Young people in Pakistan have taken to working together to break world records. In the past year, they have sung their national anthem en masse, formed the largest human flag, and one enterprising gentleman kicked coconuts off the heads of 50 people.
The records are frivolous, but Akbar Ahmed, chair of the Islamic Studies Department at American University and Pakistan's former ambassador to the U.K., says they are more important than they appear. These feats, he says, are part of an effort to boost national pride in a country torn apart by violence and religious strife.
This month at the annual Punjab Youth Festival in Lahore, organizers from Sports Board Punjab flew in a Guinness World Records judge to monitor and certify the accomplishments of festival participants, including Mohammad Rashid's record for the most coconuts kicked off of other people's heads.

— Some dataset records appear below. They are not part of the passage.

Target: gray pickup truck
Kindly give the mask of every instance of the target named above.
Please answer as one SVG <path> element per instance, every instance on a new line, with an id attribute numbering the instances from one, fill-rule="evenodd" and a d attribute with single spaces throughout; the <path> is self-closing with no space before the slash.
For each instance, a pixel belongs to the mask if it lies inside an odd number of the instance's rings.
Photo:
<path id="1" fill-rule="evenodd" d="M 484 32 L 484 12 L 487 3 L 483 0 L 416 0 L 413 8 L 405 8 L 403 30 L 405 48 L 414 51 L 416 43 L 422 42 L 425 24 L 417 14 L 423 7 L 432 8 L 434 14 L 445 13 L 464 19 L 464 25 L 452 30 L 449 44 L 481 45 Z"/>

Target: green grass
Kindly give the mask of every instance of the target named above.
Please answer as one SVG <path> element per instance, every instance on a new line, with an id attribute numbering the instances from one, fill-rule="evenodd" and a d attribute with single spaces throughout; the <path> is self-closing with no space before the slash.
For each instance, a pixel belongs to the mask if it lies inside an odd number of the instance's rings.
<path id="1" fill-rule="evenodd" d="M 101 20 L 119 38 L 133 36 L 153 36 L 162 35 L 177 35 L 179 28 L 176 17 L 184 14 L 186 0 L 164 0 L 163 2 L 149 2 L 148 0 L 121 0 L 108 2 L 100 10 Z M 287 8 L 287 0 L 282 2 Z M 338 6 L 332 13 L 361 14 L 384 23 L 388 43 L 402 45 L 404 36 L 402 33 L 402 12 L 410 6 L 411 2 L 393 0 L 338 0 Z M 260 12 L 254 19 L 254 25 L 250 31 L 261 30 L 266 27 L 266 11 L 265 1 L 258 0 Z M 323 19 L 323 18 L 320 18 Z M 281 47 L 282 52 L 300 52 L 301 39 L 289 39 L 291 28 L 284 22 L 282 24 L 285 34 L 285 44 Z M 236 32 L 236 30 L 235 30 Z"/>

Ahmed says Pakistanis feel that their country’s image has been tarnished by bad news about violence and religious strife, particularly in Western media.
"[Pakistanis] are aware of all the dreadful and violent militants on the borders, the suicide bombers, and so on, and this is a kind of challenge to them that we are going to carry on with our normal lives and not be deterred," Ahmed says.
The records should also be a reminder of the substantial achievements of Pakistanis, including the first Nobel Prize winner and female prime minister in the Muslim world, the first nuclear program, and becoming world champions in cricket, squash and snooker.
"We should be aware that in history Pakistan tends to punch above its weight," he says.
The Washington Post reports that in the past year Pakistan has set 23 world records including the creation of the world's largest sequin mosaic using 325,00 sparkly discs.